Entretanto, a administração local também não dava sinais de comedir os seus intentos. Carles Puigdemont anunciou, na sua conta do Twitter, a criação de uma aplicação móvel com o fim de auxiliar os cidadãos a encontrar as mesas de voto no dia 1 de Outubro.
O dia 1 de Outubro acabou por chegar, mas com ele veio a repressão e a violência. De acordo com o El País, a Generalitat registou mais de 800 feridos fruto dos confrontos com a Guarda Civil e a Polícia Nacional Espanhola. As forças do governo central protagonizaram cargas policiais sobre os eleitores e forçaram a entrada em várias assembleias de voto, apreendendo urnas e boletins. Quanto aos números da votação, a Generalitat, anunciou a vitória do “Sim” no Twitter, com 90% dos votos contabilizados a manifestarem-se a favor da independência.
No dia seguinte, a Catalunha acordou paralisada numa greve geral de proporções inéditas. O El Mundo dava conta do encerramento de 90% dos estabelecimentos comerciais na região. O povo, esse, estava na rua a entoar Els Segadors – o hino catalão.
Desde então, a situação entrou num impasse. Carles Puigdemont proclamou a independência da Catalunha de forma não vinculativa no dia 10 de Outubro, apenas para pedir a suspensão dos seus efeitos e apelar ao diálogo com Madrid. À proclamação seguiu-se uma resposta resoluta por parte do governo central. No dia 21, Mariano Rajoy accionou artigo 155º da Constituição Espanhola, que prevê a remoção do estatuto de autonomia à Catalunha, aflorando a realização de eleições antecipadas na região.

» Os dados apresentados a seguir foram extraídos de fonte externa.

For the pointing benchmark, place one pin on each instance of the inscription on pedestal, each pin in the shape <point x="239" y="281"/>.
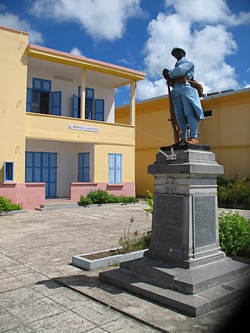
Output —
<point x="204" y="217"/>
<point x="169" y="220"/>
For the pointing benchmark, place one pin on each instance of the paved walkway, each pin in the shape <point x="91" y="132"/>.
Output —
<point x="40" y="291"/>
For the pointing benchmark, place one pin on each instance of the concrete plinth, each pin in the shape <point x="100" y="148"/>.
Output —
<point x="184" y="267"/>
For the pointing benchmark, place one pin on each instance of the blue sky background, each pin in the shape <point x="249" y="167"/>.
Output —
<point x="140" y="34"/>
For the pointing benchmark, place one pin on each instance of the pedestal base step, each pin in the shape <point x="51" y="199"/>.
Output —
<point x="191" y="304"/>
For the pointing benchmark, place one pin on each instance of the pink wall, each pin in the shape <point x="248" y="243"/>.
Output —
<point x="28" y="195"/>
<point x="32" y="195"/>
<point x="78" y="189"/>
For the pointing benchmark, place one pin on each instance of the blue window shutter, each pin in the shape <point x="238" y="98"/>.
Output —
<point x="99" y="109"/>
<point x="56" y="97"/>
<point x="29" y="100"/>
<point x="76" y="113"/>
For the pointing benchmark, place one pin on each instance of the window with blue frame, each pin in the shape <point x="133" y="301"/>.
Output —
<point x="8" y="171"/>
<point x="40" y="98"/>
<point x="94" y="108"/>
<point x="115" y="168"/>
<point x="83" y="167"/>
<point x="42" y="167"/>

Este cenário foi, todavia, rejeitado de forma perentória pelo presidente do governo catalão, acentuando o clima de incerteza.
No dia 27, os 135 deputados que constituem o parlamento catalão foram convocados para votar a independência da região. Antes da votação secreta, os deputados dos partidos Ciudadanos, do Partido Socialista da Catalunha e do Partido Popular abandonaram o hemiciclo do Palau de la Generalitat, largando bandeiras do Reino de Espanha nas cadeiras vazias.

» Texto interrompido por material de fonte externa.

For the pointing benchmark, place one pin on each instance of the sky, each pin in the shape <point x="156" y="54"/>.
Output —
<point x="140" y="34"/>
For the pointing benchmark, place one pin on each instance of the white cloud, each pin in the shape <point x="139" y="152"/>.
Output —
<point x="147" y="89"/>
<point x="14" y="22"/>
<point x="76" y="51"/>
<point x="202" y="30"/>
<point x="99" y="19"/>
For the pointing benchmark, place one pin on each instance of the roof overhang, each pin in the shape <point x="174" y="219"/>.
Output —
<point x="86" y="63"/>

Após a contagem dos votos, Carme Forcadell, a presidente do parlamento da Catalunha, anunciou a ratificação parlamentar dos resultados obtidos nas urnas de voto populares.
“Cidadãos da Catalunha, vêm horas em que a todos corresponderá manter o pulso deste país, de mantê-lo no terreno da paz, do civismo e da dignidade”, asseverou Carles Puigdemont ante cerca de 200 autarcas catalães que esperavam o resultado da votação no interior do edifício governamental. Entretanto, nas ruas de Barcelona celebrava-se a declaração de independência, com milhares de manifestantes a exigirem a retirada da bandeira do Reino de Espanha da haste da Generalitat.

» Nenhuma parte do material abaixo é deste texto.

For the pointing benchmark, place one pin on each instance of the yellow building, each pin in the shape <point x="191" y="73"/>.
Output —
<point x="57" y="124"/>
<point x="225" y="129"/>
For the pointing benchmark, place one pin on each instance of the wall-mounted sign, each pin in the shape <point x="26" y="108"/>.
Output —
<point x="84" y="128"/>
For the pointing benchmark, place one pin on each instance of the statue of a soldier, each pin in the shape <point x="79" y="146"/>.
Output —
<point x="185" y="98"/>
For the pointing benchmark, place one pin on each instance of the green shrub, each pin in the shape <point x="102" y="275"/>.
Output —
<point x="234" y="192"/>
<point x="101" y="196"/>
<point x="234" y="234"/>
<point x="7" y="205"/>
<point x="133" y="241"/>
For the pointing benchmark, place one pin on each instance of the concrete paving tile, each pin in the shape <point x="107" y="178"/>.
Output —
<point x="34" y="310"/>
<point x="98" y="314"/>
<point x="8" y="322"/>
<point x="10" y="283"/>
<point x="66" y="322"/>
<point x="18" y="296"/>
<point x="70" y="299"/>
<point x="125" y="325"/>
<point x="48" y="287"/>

Ao abrigo do artigo 155º, Mariano Rajoy anunciou a demissão de Carles Puigdemont, bem como a dissolução do governo e do parlamento regional. Numa Catalunha destituída do seu estatuto autonómico, caberá ao governo central decidir de que forma é que os seus departamentos ministeriais vão assumir as pastas do governo catalão até às próximas eleições regionais, marcadas para o dia 21 de Dezembro.
Porquê agora?
A Catalunha é a região mais rica de Espanha, contribuindo com cerca de 20% do Produto Interno Bruto (PIB) espanhol, de acordo com o jornal Público.
Os cortes orçamentais e o aumento de impostos que a região sofreu após a crise financeira de 2008 disseminaram o descontentamento, que se traduziu no plano político com a ascensão de partidos separatistas, como o Convergència Democràtica de Catalunya (CDC), o Candidatura de Unidad Popular (CUP) e o Esquerra Republicana de Catalunya.
Em 2010 o Tribunal Constitucional espanhol anulou a legislação aprovada 4 anos antes, que concedia à região o estatuto de país e um sistema fiscal autónomo. Estas medidas induziram no povo catalão um sentimento de revolta generalizado contra o governo central e o movimento independente voltou a ganhar força.